ELEACHEGE

Fue aquella noche, una de las tantas veces que coincidimos. Pero la primera sombreada por una oscuridad sin testigos. Casualidad que me hallaba solo. Ese día había terminado con un fuerte trabajo de jardinería. Cansado estaba cuando me senté en la acera a la espera de mis amigos de tertulias. No la sentí llegar.  Tuve un  pequeño sobresalto y me levanté cuando preguntó por la hora. Al responder, presté atención a sus ojos y así cayó  la capa inicial. Las manecillas marcaban las 8 p.m. El sonido sordo y lejano de la octava campanada de la iglesia confirmó la hora. Cargaba un bebé colgado de su hombro y sostenido con el brazo izquierdo. Llevaba blusa blanca ajustada, cubierta de una ligera chaqueta de mezclilla. Bajo una falda ligera y floreada, ocultaba toda la parte baja de su cuerpo. El corto y brillante cabello negro servía para resaltar el grisáceo de sus ojos de perro azul. Pero vi la melancolía  escondida tras su rostro. No sé por qué recordé algo que es común en la mujer casada. El deseo de amor, comprensión, protección, sexo y felicidad. A veces por el incumplimiento varonil, ese deseo pierde sentido. Muchas se resignan y son pocas quienes buscan soluciones drásticas. Eran memorias de lectura, más no de experiencia.

También recuerdo que esa noche estaba sorprendido de haber retenido por mucho tiempo, mis ojos en su figura. Algo que antes no me ocurría. Ahora imaginaba su cuerpo parecido al de mi madre de hace diez años atrás. Ana canturreaba al bebé y yo no hablaba, pero pensaba. Tenía formas más redondeadas y mejor distribuidas que mi novia y otras chicas que me gustaban. Además tenía cadencia en las poses y en el balanceo de su cuerpo al entrar en movimiento. Me empezó a atraer desde ese momento. Pero no era una atracción producto de la turgencia de sus pechos, sus caderas o su trasero. Era algo más espiritual, más místico, más emocional y sentimental. Tenía ganas de abrazarla. Pero recordé a la madre de José, cuando me advirtió que era mujer ajena.
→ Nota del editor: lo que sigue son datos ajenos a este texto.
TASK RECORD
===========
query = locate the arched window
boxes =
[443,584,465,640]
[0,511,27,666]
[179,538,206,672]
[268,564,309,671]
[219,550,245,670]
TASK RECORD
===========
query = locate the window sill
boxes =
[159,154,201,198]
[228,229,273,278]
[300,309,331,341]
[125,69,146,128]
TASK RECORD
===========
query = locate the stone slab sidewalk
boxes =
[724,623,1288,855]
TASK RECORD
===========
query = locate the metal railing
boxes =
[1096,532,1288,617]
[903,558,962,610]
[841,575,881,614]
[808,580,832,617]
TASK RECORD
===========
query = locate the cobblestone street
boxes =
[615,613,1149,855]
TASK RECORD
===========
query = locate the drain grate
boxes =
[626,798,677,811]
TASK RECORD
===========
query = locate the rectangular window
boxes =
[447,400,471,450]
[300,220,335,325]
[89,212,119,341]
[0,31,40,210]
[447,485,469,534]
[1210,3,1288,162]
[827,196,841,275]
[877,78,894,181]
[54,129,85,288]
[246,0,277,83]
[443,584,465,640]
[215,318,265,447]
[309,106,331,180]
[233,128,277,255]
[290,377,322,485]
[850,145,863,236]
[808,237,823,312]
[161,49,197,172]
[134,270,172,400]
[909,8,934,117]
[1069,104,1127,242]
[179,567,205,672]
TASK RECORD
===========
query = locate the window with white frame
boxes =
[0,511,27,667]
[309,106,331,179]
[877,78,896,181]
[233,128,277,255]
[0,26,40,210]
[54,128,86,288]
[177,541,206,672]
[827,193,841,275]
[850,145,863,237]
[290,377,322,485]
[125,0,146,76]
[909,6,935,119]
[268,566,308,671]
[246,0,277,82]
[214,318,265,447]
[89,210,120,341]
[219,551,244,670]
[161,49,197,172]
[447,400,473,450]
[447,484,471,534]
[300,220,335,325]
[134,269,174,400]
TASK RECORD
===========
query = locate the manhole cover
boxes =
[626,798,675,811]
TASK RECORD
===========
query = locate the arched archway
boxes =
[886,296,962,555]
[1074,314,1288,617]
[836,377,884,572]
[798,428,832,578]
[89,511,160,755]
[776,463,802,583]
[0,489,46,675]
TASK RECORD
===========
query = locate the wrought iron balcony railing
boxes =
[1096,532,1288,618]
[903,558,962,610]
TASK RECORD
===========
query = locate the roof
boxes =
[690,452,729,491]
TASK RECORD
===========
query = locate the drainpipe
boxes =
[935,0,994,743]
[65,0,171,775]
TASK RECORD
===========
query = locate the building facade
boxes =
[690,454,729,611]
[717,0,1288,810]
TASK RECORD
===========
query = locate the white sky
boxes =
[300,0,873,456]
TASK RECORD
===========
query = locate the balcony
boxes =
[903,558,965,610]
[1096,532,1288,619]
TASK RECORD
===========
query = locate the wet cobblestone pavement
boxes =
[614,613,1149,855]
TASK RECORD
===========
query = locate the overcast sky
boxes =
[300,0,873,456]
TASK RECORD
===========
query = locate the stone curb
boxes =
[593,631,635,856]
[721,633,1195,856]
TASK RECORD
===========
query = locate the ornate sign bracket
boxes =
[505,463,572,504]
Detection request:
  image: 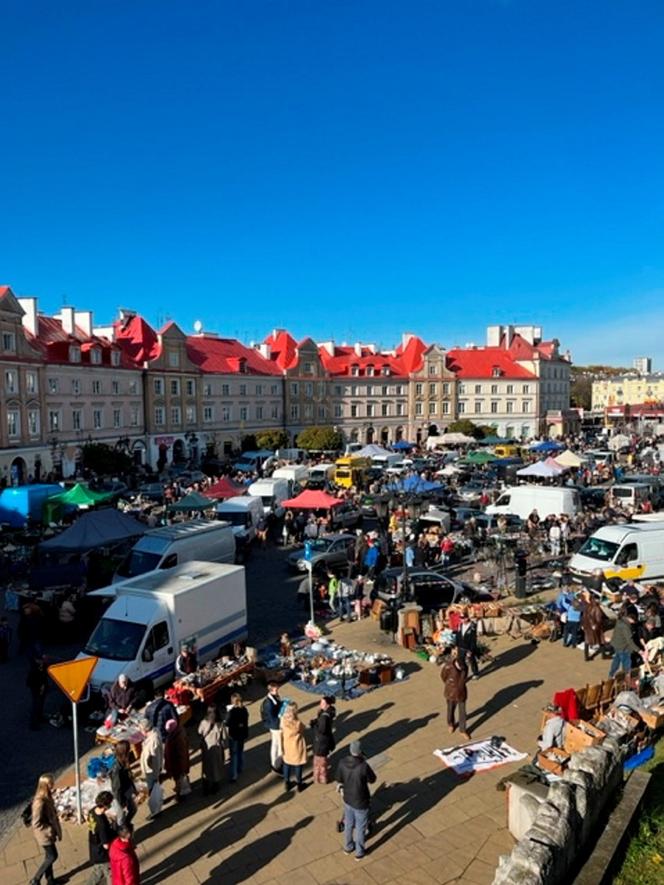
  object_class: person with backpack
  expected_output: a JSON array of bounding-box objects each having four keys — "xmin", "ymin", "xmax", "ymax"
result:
[
  {"xmin": 30, "ymin": 774, "xmax": 62, "ymax": 885},
  {"xmin": 88, "ymin": 790, "xmax": 116, "ymax": 885}
]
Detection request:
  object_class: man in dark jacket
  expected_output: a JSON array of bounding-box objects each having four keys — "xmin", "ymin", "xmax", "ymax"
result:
[
  {"xmin": 337, "ymin": 741, "xmax": 376, "ymax": 860},
  {"xmin": 310, "ymin": 695, "xmax": 336, "ymax": 784},
  {"xmin": 261, "ymin": 682, "xmax": 283, "ymax": 771}
]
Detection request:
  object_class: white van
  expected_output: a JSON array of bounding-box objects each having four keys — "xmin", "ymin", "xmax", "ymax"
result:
[
  {"xmin": 113, "ymin": 519, "xmax": 235, "ymax": 584},
  {"xmin": 485, "ymin": 485, "xmax": 581, "ymax": 521},
  {"xmin": 247, "ymin": 477, "xmax": 290, "ymax": 519},
  {"xmin": 217, "ymin": 495, "xmax": 265, "ymax": 547},
  {"xmin": 79, "ymin": 560, "xmax": 247, "ymax": 694},
  {"xmin": 569, "ymin": 520, "xmax": 664, "ymax": 581}
]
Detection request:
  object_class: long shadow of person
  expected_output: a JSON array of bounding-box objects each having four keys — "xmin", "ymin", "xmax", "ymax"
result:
[{"xmin": 467, "ymin": 679, "xmax": 544, "ymax": 736}]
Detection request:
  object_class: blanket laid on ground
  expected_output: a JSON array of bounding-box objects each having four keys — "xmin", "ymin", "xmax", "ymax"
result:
[{"xmin": 433, "ymin": 738, "xmax": 528, "ymax": 774}]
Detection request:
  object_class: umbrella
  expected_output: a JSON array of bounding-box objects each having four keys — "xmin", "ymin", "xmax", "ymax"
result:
[{"xmin": 281, "ymin": 489, "xmax": 343, "ymax": 510}]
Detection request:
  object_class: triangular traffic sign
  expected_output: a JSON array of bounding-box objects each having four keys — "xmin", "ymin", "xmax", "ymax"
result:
[{"xmin": 47, "ymin": 658, "xmax": 99, "ymax": 704}]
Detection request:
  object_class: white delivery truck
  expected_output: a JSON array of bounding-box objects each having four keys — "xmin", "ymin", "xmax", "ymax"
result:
[
  {"xmin": 113, "ymin": 519, "xmax": 235, "ymax": 584},
  {"xmin": 569, "ymin": 517, "xmax": 664, "ymax": 581},
  {"xmin": 485, "ymin": 485, "xmax": 581, "ymax": 520},
  {"xmin": 248, "ymin": 477, "xmax": 290, "ymax": 519},
  {"xmin": 217, "ymin": 495, "xmax": 265, "ymax": 548},
  {"xmin": 79, "ymin": 560, "xmax": 247, "ymax": 694}
]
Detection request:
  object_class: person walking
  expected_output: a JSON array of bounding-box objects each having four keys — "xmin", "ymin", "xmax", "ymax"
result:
[
  {"xmin": 198, "ymin": 706, "xmax": 225, "ymax": 796},
  {"xmin": 281, "ymin": 702, "xmax": 307, "ymax": 793},
  {"xmin": 337, "ymin": 741, "xmax": 376, "ymax": 860},
  {"xmin": 311, "ymin": 695, "xmax": 336, "ymax": 784},
  {"xmin": 440, "ymin": 647, "xmax": 470, "ymax": 740},
  {"xmin": 87, "ymin": 790, "xmax": 116, "ymax": 885},
  {"xmin": 261, "ymin": 682, "xmax": 283, "ymax": 771},
  {"xmin": 108, "ymin": 827, "xmax": 141, "ymax": 885},
  {"xmin": 111, "ymin": 741, "xmax": 137, "ymax": 827},
  {"xmin": 30, "ymin": 774, "xmax": 62, "ymax": 885},
  {"xmin": 225, "ymin": 692, "xmax": 249, "ymax": 783}
]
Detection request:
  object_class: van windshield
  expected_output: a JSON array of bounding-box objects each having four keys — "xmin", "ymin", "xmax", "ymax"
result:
[
  {"xmin": 117, "ymin": 550, "xmax": 161, "ymax": 578},
  {"xmin": 579, "ymin": 538, "xmax": 619, "ymax": 562},
  {"xmin": 84, "ymin": 618, "xmax": 145, "ymax": 661}
]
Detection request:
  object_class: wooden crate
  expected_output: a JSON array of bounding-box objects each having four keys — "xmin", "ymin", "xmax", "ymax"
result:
[
  {"xmin": 537, "ymin": 747, "xmax": 570, "ymax": 775},
  {"xmin": 565, "ymin": 719, "xmax": 606, "ymax": 753}
]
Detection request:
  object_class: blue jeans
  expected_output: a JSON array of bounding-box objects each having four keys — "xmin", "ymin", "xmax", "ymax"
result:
[
  {"xmin": 284, "ymin": 762, "xmax": 304, "ymax": 784},
  {"xmin": 609, "ymin": 651, "xmax": 632, "ymax": 679},
  {"xmin": 344, "ymin": 802, "xmax": 369, "ymax": 857},
  {"xmin": 228, "ymin": 738, "xmax": 244, "ymax": 781}
]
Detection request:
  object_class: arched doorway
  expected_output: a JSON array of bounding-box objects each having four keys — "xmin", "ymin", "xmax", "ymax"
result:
[
  {"xmin": 173, "ymin": 439, "xmax": 187, "ymax": 464},
  {"xmin": 9, "ymin": 458, "xmax": 27, "ymax": 486}
]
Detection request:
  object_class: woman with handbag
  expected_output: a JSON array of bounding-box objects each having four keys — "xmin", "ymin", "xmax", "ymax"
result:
[{"xmin": 198, "ymin": 706, "xmax": 225, "ymax": 796}]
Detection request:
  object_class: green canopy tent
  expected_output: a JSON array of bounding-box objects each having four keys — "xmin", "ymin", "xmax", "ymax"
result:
[{"xmin": 168, "ymin": 492, "xmax": 216, "ymax": 513}]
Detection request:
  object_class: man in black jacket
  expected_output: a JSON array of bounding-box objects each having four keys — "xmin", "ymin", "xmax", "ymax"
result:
[{"xmin": 337, "ymin": 741, "xmax": 376, "ymax": 860}]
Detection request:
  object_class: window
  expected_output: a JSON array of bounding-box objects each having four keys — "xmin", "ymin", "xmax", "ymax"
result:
[
  {"xmin": 28, "ymin": 409, "xmax": 39, "ymax": 436},
  {"xmin": 7, "ymin": 409, "xmax": 21, "ymax": 439}
]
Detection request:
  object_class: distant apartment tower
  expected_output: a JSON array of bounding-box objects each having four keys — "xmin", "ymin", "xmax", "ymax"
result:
[{"xmin": 632, "ymin": 356, "xmax": 652, "ymax": 375}]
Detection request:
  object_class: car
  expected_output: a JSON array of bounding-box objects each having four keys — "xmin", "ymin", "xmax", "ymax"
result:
[
  {"xmin": 374, "ymin": 568, "xmax": 493, "ymax": 613},
  {"xmin": 288, "ymin": 533, "xmax": 355, "ymax": 572}
]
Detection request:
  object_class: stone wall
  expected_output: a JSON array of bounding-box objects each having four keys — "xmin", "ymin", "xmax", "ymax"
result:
[{"xmin": 493, "ymin": 737, "xmax": 625, "ymax": 885}]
Habitaba al lado de mi amigo de liceo y de juegos. Casi siempre la encontraba al ir de visita junto a otros compañeros, a casa de José.  Ella regaba su jardín y saludaba. También frecuentaba  la casa y se entretenía al vernos jugar a las cartas o al ajedrez o ensayar canciones donde a veces hacía parte del coro. Estudió música y tocaba el piano, me dijeron. Ella me ofrecía la poesía de mujer apasionada reflejada sus ojos. Pero yo aún ignoraba esas conexiones. Desconocía de los atractivos permanentes que puede generar una mujer casada. Debía fidelidad a mi novia. Un día corté una rosa blanca y se la regalé. La mamá de José vio el gesto y la acción de ella al sonreír y colgarla de su blusa. Entonces me dijo aparte y al oído «Hijo, no juegues con candela, Ella es la esposa del vecino Longoría, alguien mayor».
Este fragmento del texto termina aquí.